The most important and useful feature of OT in our problem is that it can find the transfer (i.e., alignment) between two sets of data points at the lowest cost according to two criteria: 1) the distance between the data points, and 2) The difference between their probability masses. In particular, these two criteria can be used to capture the required semantic and syntactic similarity in our model to find the coherence between non-DP words and DP words. Specifically, we use words on DP as domain $data\; points\; in\; Y$ , use words outside DP as areaXXThe data points in$X\; will\; be.$To compute$x\in \mathcal{X},y\in$Distribution of$Y$$p\left(x\right)$ and$q\left(y\right)$ (i.e., the probability mass of the data point), we use a grammar-based importance score. Formally, for the word$w_i$, we calculate its distance to the trigger word and candidate argument in the dependency tree (the length of the dependency path), namely $d_i^t$sum $d_i^a$. Then, calculate word $x=w_i\in$The probability mass of$X$$p(x)=min(d_i^t,d_i^a)$ . Note that the distribution$p\left(y\right)$ is computed similarly;$p\left(x\right)$ and$q\left(y\right)$ are also normalized with softmax over their corresponding sets to obtain distributions. In order to get each pair of words$(x,y)\in \mathcal{X}\times$Distance between$Y$$C(x,y)$ , we propose based on their representation vector$h_x$and $h_y$in $H$：$C(x,y)=\parallel h_x-h_y\Vert$ to use their semantic information.
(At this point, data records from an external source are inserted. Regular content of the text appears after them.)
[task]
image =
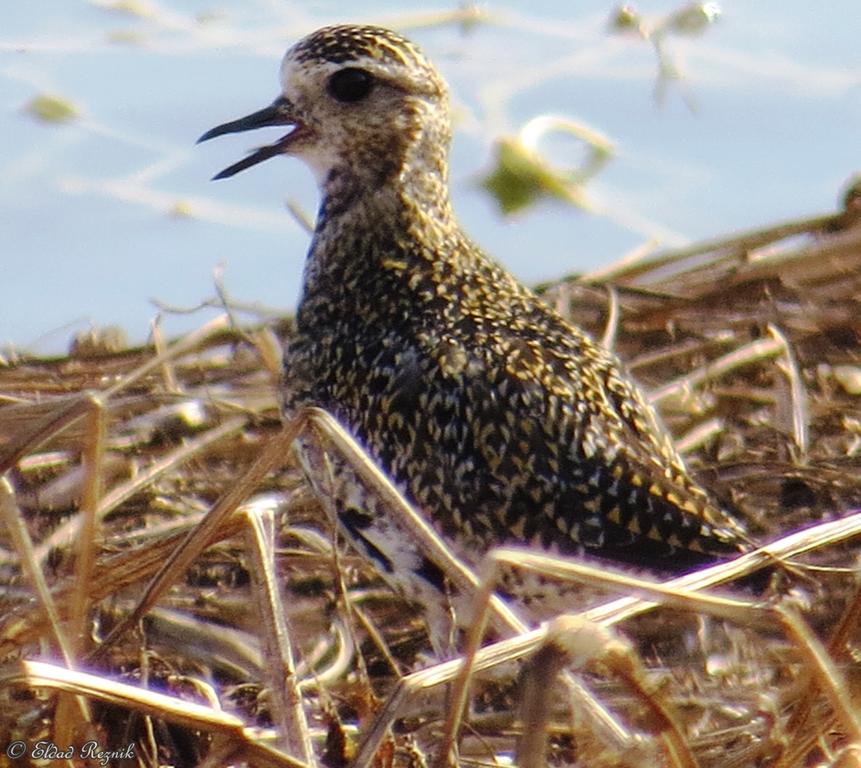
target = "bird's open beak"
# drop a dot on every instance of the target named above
(280, 112)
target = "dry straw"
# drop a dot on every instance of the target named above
(142, 489)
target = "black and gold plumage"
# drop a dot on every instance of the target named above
(500, 420)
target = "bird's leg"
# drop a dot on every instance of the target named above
(374, 516)
(407, 537)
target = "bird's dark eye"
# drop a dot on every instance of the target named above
(351, 84)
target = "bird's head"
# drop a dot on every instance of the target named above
(359, 101)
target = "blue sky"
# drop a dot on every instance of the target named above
(107, 212)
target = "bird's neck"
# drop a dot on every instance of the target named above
(372, 241)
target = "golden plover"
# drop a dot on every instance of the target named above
(499, 420)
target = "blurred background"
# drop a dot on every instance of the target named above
(643, 128)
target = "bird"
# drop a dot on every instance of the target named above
(499, 420)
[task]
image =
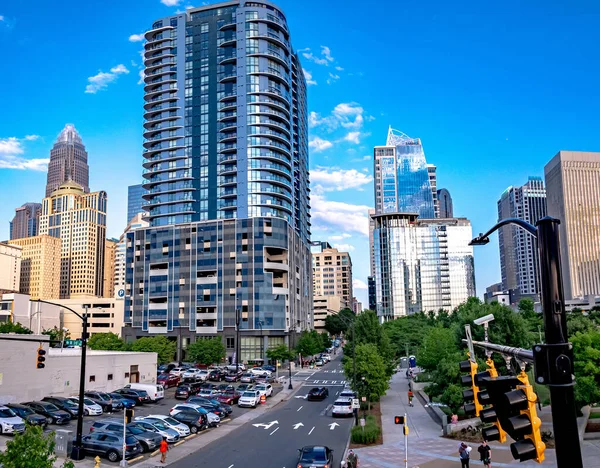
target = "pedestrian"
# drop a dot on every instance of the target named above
(485, 454)
(464, 454)
(163, 450)
(352, 460)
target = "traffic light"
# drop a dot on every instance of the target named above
(41, 353)
(472, 405)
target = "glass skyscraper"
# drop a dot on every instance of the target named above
(226, 180)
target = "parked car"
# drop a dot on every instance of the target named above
(63, 403)
(249, 398)
(264, 389)
(168, 421)
(168, 380)
(317, 393)
(10, 423)
(342, 407)
(89, 407)
(127, 402)
(148, 440)
(28, 415)
(315, 456)
(159, 427)
(110, 445)
(139, 396)
(195, 421)
(49, 410)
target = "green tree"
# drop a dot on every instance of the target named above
(207, 352)
(164, 347)
(31, 449)
(106, 342)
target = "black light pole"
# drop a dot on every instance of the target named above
(555, 357)
(77, 453)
With this setup, solving the above equation returns the best alignment ${Pi}^{\ast }(x,y)$ , this alignment can be used to placeX \mathcal XEach data point in$X$ is related to Y \mathcal YA data point in$Y\; is\; aligned.$However, in our problem we look forX \mathcal XSubset of data points in$X$ and Y \mathcal YThe data points in$Y$$D\text{'}$ s dependency structure is preserved. Therefore, we add an extra data point "NULL" to$Y$ , which is represented by the pair$The\; representation\; of\; all\; data\; points\; in\; X$ is averaged and the probability mass isX \mathcal XAverage of the probability masses of the data points in$X.$withY \mathcal YThe alignment of this data point in$Y$$Aligned\; data\; points\; in\; X$ , i.e. deviated from DP words, should not be preserved in the pruned tree. $Other\; words\; in\; X$ with non-empty alignment, called$I(I\subset X)$ , will remain in$D\text{'}$ s pruned tree. fromTTRemoving the words assigned to DP in$T$NULL will generate a new graph that may contain the most important words in D's argument role prediction, we also keep the trigger words/argument words along with$Any\; word\; in\; the\; dependency\; path\; between\; words\; in\; I$ , resulting in a new graph$T^{\text{'}}$ to denote DDwith important context words$D$。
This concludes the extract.